Fighting for Statewide Police Reforms

CPC priorities

The CPC is committed to uplifting and amplifying the voices of our community in police accountability and reform across Washington State.

Working with the City of Seattle and other community groups, the CPC has identified twelve main areas we'll be fighting for during legislative session. 

Washington State Capitol Building

2023 State Legislative Advocacy

On 1/18/2023, the CPC voted to support the 4 paragraphs of RES 32076 the City of Seattle’s 2023 State Legislative Agenda that are directly related to policing. They also voted to support a 2023 CPC Legislative Statement of Values to guide the work of CPC staff in reviewing most policing-related bills.

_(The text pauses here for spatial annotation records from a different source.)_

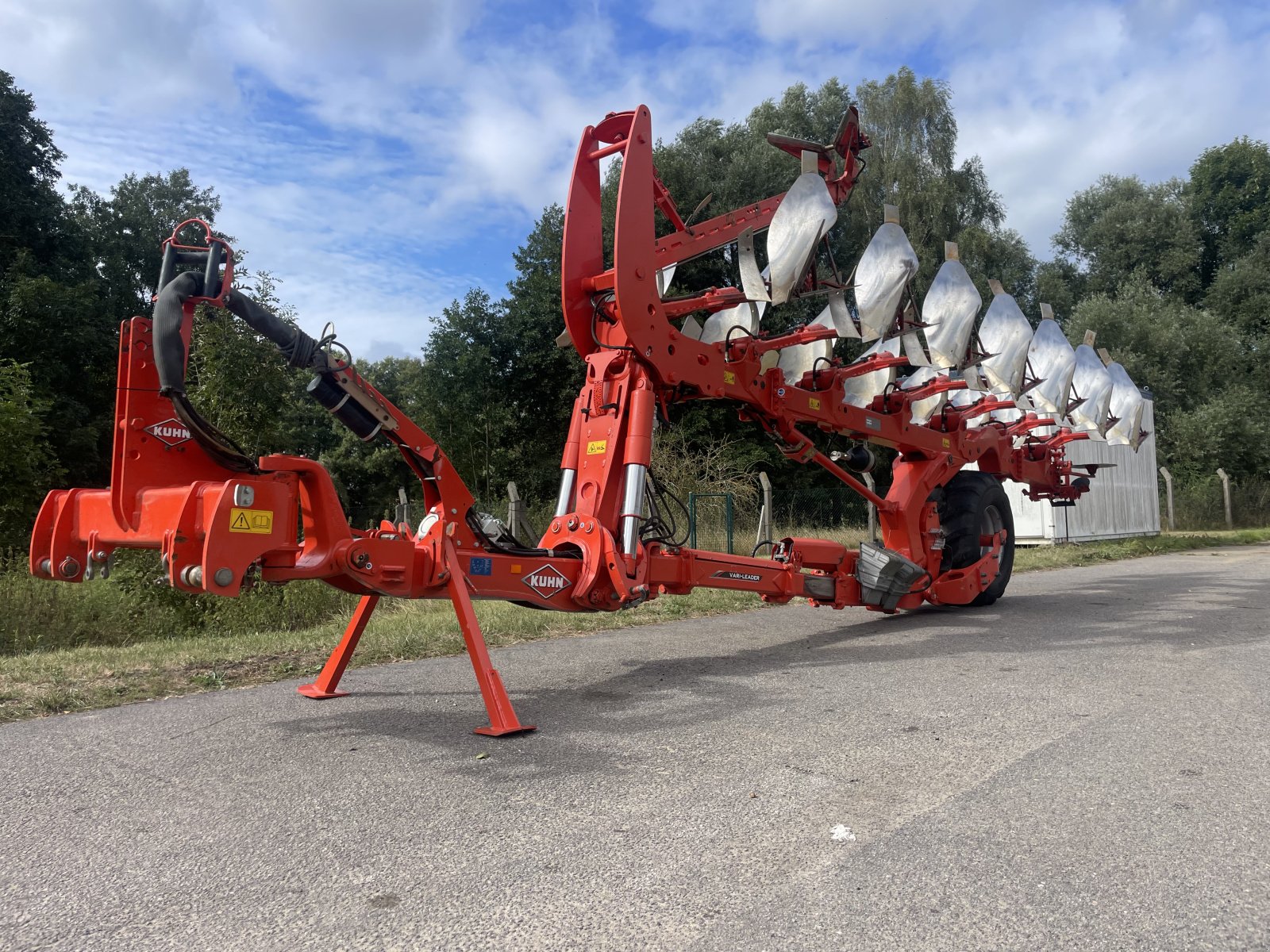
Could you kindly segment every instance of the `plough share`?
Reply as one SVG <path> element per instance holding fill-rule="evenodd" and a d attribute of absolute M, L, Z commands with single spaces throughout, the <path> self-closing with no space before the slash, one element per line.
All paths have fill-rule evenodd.
<path fill-rule="evenodd" d="M 784 194 L 687 223 L 654 166 L 649 110 L 607 116 L 582 135 L 561 254 L 565 343 L 585 380 L 560 463 L 545 534 L 518 539 L 478 513 L 443 449 L 356 371 L 330 338 L 315 340 L 257 305 L 234 282 L 234 251 L 206 225 L 201 244 L 164 242 L 154 315 L 121 329 L 114 449 L 108 489 L 56 490 L 39 512 L 30 571 L 58 581 L 105 575 L 118 548 L 157 550 L 168 584 L 237 595 L 255 581 L 321 579 L 361 595 L 310 698 L 338 685 L 381 597 L 447 598 L 489 713 L 478 732 L 532 730 L 493 668 L 474 599 L 563 612 L 627 609 L 698 586 L 894 612 L 923 603 L 987 604 L 1013 559 L 1005 479 L 1033 499 L 1069 505 L 1092 472 L 1066 459 L 1076 439 L 1133 446 L 1142 400 L 1119 364 L 1073 348 L 1046 312 L 1035 333 L 999 286 L 983 320 L 979 292 L 947 258 L 918 308 L 917 259 L 888 206 L 850 281 L 818 264 L 837 209 L 869 147 L 852 108 L 828 145 L 770 136 L 800 173 Z M 621 156 L 611 261 L 601 164 Z M 658 236 L 657 215 L 668 225 Z M 691 220 L 691 216 L 690 216 Z M 767 269 L 756 237 L 767 232 Z M 726 254 L 737 287 L 671 294 L 678 264 Z M 765 333 L 767 307 L 820 298 L 805 326 Z M 185 395 L 196 307 L 225 307 L 314 372 L 310 395 L 363 439 L 386 439 L 423 487 L 418 527 L 349 527 L 330 475 L 296 456 L 246 458 Z M 875 341 L 851 362 L 838 338 Z M 1137 399 L 1137 402 L 1134 400 Z M 724 400 L 781 452 L 833 473 L 876 506 L 881 543 L 773 541 L 768 557 L 693 550 L 658 537 L 649 473 L 653 432 L 671 404 Z M 818 434 L 856 446 L 831 458 Z M 895 451 L 885 498 L 857 476 L 867 444 Z M 839 459 L 841 463 L 839 465 Z M 977 471 L 963 467 L 977 463 Z"/>

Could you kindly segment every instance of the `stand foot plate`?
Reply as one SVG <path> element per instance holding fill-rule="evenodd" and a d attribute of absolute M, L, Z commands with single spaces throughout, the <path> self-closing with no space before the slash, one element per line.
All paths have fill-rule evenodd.
<path fill-rule="evenodd" d="M 486 737 L 505 737 L 509 734 L 527 734 L 528 731 L 536 731 L 537 727 L 532 724 L 519 724 L 516 727 L 478 727 L 472 734 L 484 734 Z"/>
<path fill-rule="evenodd" d="M 296 688 L 297 692 L 305 697 L 311 697 L 314 701 L 325 701 L 333 697 L 348 697 L 347 691 L 323 691 L 316 684 L 301 684 Z"/>

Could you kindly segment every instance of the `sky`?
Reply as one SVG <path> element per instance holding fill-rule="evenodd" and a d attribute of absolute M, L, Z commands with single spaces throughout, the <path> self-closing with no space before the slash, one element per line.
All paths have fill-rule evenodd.
<path fill-rule="evenodd" d="M 504 292 L 607 112 L 645 104 L 669 140 L 911 66 L 950 84 L 959 156 L 1048 259 L 1099 175 L 1270 140 L 1266 63 L 1270 5 L 1220 0 L 0 0 L 0 69 L 66 183 L 190 169 L 301 326 L 335 321 L 364 358 L 418 354 L 455 297 Z"/>

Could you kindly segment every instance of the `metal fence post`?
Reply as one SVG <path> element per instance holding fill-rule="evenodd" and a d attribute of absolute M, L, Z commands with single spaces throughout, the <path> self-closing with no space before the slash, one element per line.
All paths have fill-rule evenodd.
<path fill-rule="evenodd" d="M 865 485 L 869 487 L 870 493 L 876 491 L 874 489 L 874 480 L 871 472 L 861 473 Z M 874 542 L 878 541 L 878 509 L 872 503 L 869 504 L 869 538 Z"/>
<path fill-rule="evenodd" d="M 724 494 L 724 512 L 728 514 L 728 555 L 733 555 L 732 551 L 732 493 Z"/>
<path fill-rule="evenodd" d="M 1165 498 L 1168 500 L 1168 531 L 1173 532 L 1176 526 L 1173 524 L 1173 475 L 1163 466 L 1160 467 L 1160 475 L 1165 477 Z M 1064 514 L 1067 510 L 1063 510 Z"/>
<path fill-rule="evenodd" d="M 1218 467 L 1217 475 L 1222 479 L 1222 500 L 1226 503 L 1226 528 L 1234 528 L 1234 519 L 1231 515 L 1231 477 L 1226 470 Z"/>
<path fill-rule="evenodd" d="M 758 538 L 754 539 L 754 548 L 763 542 L 775 542 L 772 538 L 772 481 L 766 472 L 758 473 L 758 485 L 763 491 L 763 508 L 758 510 Z"/>
<path fill-rule="evenodd" d="M 538 537 L 530 526 L 530 519 L 525 514 L 525 500 L 514 482 L 507 484 L 507 526 L 513 536 L 518 536 L 522 542 L 528 542 Z"/>

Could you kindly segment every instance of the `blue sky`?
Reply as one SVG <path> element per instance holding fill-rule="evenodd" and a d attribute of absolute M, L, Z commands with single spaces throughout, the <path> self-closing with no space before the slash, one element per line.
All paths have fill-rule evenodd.
<path fill-rule="evenodd" d="M 500 293 L 580 129 L 639 103 L 669 138 L 791 83 L 945 79 L 960 155 L 1040 258 L 1100 174 L 1270 140 L 1259 3 L 0 0 L 0 24 L 67 182 L 188 166 L 301 324 L 366 357 L 418 353 L 471 286 Z"/>

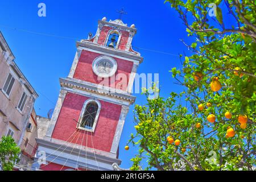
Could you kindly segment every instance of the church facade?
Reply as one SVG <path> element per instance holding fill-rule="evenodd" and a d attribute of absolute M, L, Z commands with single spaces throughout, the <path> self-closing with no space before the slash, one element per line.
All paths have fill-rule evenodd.
<path fill-rule="evenodd" d="M 143 61 L 131 48 L 136 32 L 134 24 L 104 17 L 94 36 L 76 43 L 46 134 L 36 139 L 34 169 L 113 170 L 121 164 L 119 142 Z"/>

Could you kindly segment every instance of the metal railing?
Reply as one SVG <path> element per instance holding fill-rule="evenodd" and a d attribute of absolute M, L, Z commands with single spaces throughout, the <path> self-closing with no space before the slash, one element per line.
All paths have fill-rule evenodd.
<path fill-rule="evenodd" d="M 33 158 L 36 152 L 37 147 L 36 146 L 33 146 L 30 143 L 26 142 L 26 140 L 23 139 L 20 148 L 22 154 L 30 158 Z"/>

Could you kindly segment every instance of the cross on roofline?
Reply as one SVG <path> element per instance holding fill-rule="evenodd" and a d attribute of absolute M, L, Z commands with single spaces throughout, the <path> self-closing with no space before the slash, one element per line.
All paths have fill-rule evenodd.
<path fill-rule="evenodd" d="M 122 16 L 123 15 L 127 14 L 127 13 L 125 11 L 123 8 L 121 9 L 121 10 L 117 11 L 117 13 L 119 14 L 119 18 L 118 18 L 118 19 L 119 19 L 119 20 L 122 20 Z"/>

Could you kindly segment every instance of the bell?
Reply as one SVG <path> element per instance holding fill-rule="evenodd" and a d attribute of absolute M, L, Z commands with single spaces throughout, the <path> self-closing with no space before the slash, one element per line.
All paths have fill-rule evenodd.
<path fill-rule="evenodd" d="M 109 47 L 112 47 L 112 48 L 114 48 L 114 43 L 113 42 L 112 42 L 109 44 Z"/>

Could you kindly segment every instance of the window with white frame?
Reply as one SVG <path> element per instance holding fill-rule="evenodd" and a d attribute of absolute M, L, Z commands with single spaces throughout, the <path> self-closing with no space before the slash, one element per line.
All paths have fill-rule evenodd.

2023 CPC Legislative Statement of Values

2023 Seattle City Council Legislative Priorities

  1. Enhanced authority for police chiefs to discipline officers, including the ability to lay off officers on the Brady List
  2. Ending qualified immunity for law enforcement. See prefiled bill HB 1025, sponsored by Rep. Thai
  3. Prohibit collective bargaining on topics related to discipline, appeals, subpoena authority, and
    state reforms about law enforcement
  4. Require police reforms that free local jurisdictions from having to negotiate and pay for
    accountability reforms, including body worn cameras
  5. Reform of civil service hearings and arbitration in law enforcement officer discipline cases
  6. Remove private arbitration as a route of appeal in law enforcement discipline cases
  7. Support for independent prosecutions of deadly use of force by law enforcement
  8. Extend employment in law enforcement, fire, and other public agencies to legal permanent
    residents and those with DACA status
  9. Expansion of law enforcement training for de-escalation and implicit bias
  10. Increased flexibility for civilian personnel to respond to 911 calls (referencing the CAHOOTS
  11. Reduce or eliminate city and county law enforcement involvement in immigration law
  12. Restrict local jurisdictions from honoring ICE detainers without a federal criminal warrants

Highlighted Bills

Bill Number Description Analysis
HB 1025 Creating a private right of action for harm from violations of the state Constitution or state law by peace officers. This bill allows victims of police violence (in person and property) and their families to sue for compensation for their injuries. Language should be added that cities and municipalities alone are note responsible for the fiscal burden of these settlements. As all law enforcement officers in the state are first trained by the state at the criminal justice training center, the state should share the burden of some or all of the costs associated with these lawsuits.
HB 1177 Creating a missing and murdered indigenous women and people cold case investigations unit. Legislation requested by the Attorney General's (AG) Office resulting from the WA Missing and Murdered Indigenous Women and People Task Force. In 2022, the task force unanimously recommended the legislature establish and fully fund a cold case investigations unit within the AG's Office. This legislation would create the cold case investigation unit to work with, and provide support to, federal, state, county, municipal, and tribal law enforcement agencies.
HB 1445 Concerning law enforcement and local corrections agency misconduct through investigations and legal actions. Allows the WA ATG to investigate and bring suit against law enforcement agencies to compel reforms where there are violations of constitutional policing and civil rights. WA ATG may investigate and bring suit for violations of the Washington Constitution (which has more protections than the US Constitution) or state law. SPD is currently under a federal consent decree that supersedes state oversight of their activities, however this bill will affect SPD once the consent decree is concluded. 
SB 5274 Expanding eligibility in certain public employment positions for lawful permanent residents. Expands eligibility to work in law enforcement to lawful permanent residents (not just citizens). It also removes the requirement to be able to read and write the English language for said positions.
SB 5259 Ensuring commerce and workplaces are safe from product theft. This legislation has four main impacts: (1) creates the organized retail theft task force to improve coordination and collaboration among law enforcement agencies. (2) Businesses that install physical security improvements to receive a Business and Occupation tax credit equal to the amount spent on improvements. BO tax credit may not exceed $3,000 in each calendar year. (3) Cannabis businesses that install physical security improvements of $3,000 or more to receive a reduced cannabis excise tax of 32% (standard cannabis excise tax is 37%). (4) Implements legal protections for staff who engage/intervene with individuals suspected of retail theft.